You can also avoid using Terraform by simply installing the chart manually:

helm repo add prometheus-community https://prometheus-community.github.io/helm-charts
helm repo update
helm install [RELEASE_NAME] prometheus-community/kube-prometheus-stack

  1. Get the chart's values and save them under values/values.yaml:
    helm show values prometheus-community/kube-prometheus-stack > values/values.yaml
    
  2. Run terraform init and then terraform apply. You should get a bunch of new pods, deployments, services:

Configuring Rules

Now that we have Prometheus installed, let's configure some rules. I went with simple alerts for memory and CPU usage based on the resource limits.

Create rules.yaml and paste in the following manifest:

apiVersion: monitoring.coreos.com/v1
kind: PrometheusRule
metadata:
  labels:
    role: alert-rules
  name: custom-rules
  namespace: prometheus
spec:
  groups:
  - name: General Applicable Alerts
    rules:
    - alert: high_cpu_usage_resource_limits
      expr: >
        (
          sum by (container, pod, namespace) (rate(container_cpu_usage_seconds_total[1m]))
        ) 
        / 
        (
          sum by (container, pod, namespace) (kube_pod_container_resource_limits{resource="cpu"})
        ) > 0.9
      for: 1m
      labels:
        severity: warning
      annotations:
        summary: "High CPU usage in {{$labels.pod}}"
        description: "Container *{{$labels.container}}* in pod *{{$labels.pod}}* is consuming *{{ $value | humanizePercentage }}* of its CPU limit"

    - alert: high_memory_usage_resource_limits
      expr: >
        (
          sum by (container, pod, namespace) (container_memory_usage_bytes)
        ) 
        / 
        (
          sum by (container, pod, namespace) (kube_pod_container_resource_limits{resource="memory"})
        ) > 0.9
      for: 1m
      labels:
        severity: warning
      annotations:
        summary: "High memory usage in {{$labels.pod}}"
        description: "Container *{{$labels.container}}* in pod *{{$labels.pod}}* is consuming *{{ $value | humanizePercentage }}* of its memory limit"

We're using the kube_pod_container_resource_limits metric to fetch the resource limits and the other metrics are calculating the CPU and memory usage on the pods.

Testing The Metrics

Let's port-forward Prometheus and query those metrics. You can run kubectl get svc -n <namespace> to fetch the services you need:

Now let's port-forward Prometheus: kubectl port-forward svc/prom-stack-kube-prometheus-prometheus 9090:9090 -n prometheus

You should be able to access Prometheus on http://localhost:9090 and run the metric we used: kube_pod_container_resource_limits The above returns all of our pods that this metric exposes. You can filter the resource to only get CPU or Memory results. It's also nice to see Prometheus helping with auto-completion:

Let's run one of our rules to see what we get:

(
  sum by (container, pod, namespace) (container_memory_usage_bytes)
) 
/ 
(
  sum by (container, pod, namespace) (kube_pod_container_resource_limits{resource="memory"})
)
The result is the ratio of memory used based on the resource's limits: We can multiply by 100 to get the percentage, but we will handle that in the templating later.

Send Alerts

Now that we have our rules setup and ready, let's setup alerts for our Slack Channel. Go ahead and create a webhook for your Slack channel. It takes a couple of minutes.

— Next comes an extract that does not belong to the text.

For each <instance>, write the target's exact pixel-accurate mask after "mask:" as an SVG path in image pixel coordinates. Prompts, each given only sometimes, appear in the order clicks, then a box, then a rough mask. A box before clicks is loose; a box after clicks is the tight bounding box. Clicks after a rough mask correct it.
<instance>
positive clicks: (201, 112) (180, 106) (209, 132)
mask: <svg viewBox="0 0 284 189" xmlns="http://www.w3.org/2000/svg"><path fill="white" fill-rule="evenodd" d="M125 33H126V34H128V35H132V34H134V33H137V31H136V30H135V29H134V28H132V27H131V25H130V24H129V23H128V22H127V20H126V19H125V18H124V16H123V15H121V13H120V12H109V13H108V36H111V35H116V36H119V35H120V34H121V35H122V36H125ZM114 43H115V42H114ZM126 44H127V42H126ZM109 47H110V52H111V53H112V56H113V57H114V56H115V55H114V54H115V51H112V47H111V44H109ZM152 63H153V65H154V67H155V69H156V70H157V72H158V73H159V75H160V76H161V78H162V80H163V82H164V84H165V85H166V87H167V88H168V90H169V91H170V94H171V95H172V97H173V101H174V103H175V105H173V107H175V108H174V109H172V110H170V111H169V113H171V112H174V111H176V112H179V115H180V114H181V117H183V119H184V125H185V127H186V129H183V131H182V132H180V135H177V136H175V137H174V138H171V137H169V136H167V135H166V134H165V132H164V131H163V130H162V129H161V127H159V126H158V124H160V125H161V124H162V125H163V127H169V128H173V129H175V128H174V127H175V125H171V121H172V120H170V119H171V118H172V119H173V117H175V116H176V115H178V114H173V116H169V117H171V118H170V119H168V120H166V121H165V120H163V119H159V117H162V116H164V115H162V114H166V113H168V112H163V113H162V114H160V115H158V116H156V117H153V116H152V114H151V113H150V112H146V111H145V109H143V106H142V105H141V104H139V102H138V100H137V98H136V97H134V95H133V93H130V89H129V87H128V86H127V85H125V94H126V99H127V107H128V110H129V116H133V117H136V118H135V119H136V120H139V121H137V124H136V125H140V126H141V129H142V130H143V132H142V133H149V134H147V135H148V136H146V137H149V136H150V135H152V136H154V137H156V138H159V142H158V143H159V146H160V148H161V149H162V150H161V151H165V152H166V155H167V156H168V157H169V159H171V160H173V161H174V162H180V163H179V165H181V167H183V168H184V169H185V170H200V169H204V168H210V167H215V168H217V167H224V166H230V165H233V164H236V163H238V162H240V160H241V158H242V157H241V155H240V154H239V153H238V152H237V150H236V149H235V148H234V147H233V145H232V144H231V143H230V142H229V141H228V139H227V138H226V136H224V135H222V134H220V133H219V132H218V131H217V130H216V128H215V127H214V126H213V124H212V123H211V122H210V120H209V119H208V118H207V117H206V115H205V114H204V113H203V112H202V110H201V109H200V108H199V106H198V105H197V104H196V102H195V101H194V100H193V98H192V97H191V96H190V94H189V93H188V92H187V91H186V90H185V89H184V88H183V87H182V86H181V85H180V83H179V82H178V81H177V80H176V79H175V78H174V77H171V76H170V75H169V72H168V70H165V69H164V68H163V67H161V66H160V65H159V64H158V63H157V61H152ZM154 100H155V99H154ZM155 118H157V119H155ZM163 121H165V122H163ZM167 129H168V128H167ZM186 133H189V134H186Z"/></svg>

  1. Go to the values.yaml file we created for the Prometheus stack and under alertmanager.config, you should be able to find route. Paste in the following config:
    route:
      group_by: ['alertname', 'container', 'pod', 'namespace']
      group_wait: 30s
      group_interval: 1m
      repeat_interval: 3h
      receiver: 'slack-notifications'
      routes:
      - receiver: 'slack-notifications'
        matchers:
          - alertname = "Watchdog"
    receivers:
    - name: 'null'
    - name: 'slack-notifications'
      slack_configs:
      - send_resolved: false
        text: "{{ range .Alerts }}{{ .Annotations.description }}\n{{ end }}"
        api_url: 'your-slack-webhook'
    templates:
    - '/etc/alertmanager/config/*.tmpl'
    
  2. Run tf apply to apply the new values.
  3. Open your rules.yaml file and change the threshold (0.9) to 0.1.
  4. Run kubectl apply -f rules.yaml -n prometheus to apply the PrometheusRule manifest to your cluster.
  5. You can verify those rules applied by checking the Prometheus UI:
  6. Wait for a trigger, within a few minutes you should get your first alert, assuming one of your pods is using more than 10% of it's memory limits. You can always lower the threshold if you want.

Test CPU Rules

This part is optional, but you can test a CPU using a tool like stress.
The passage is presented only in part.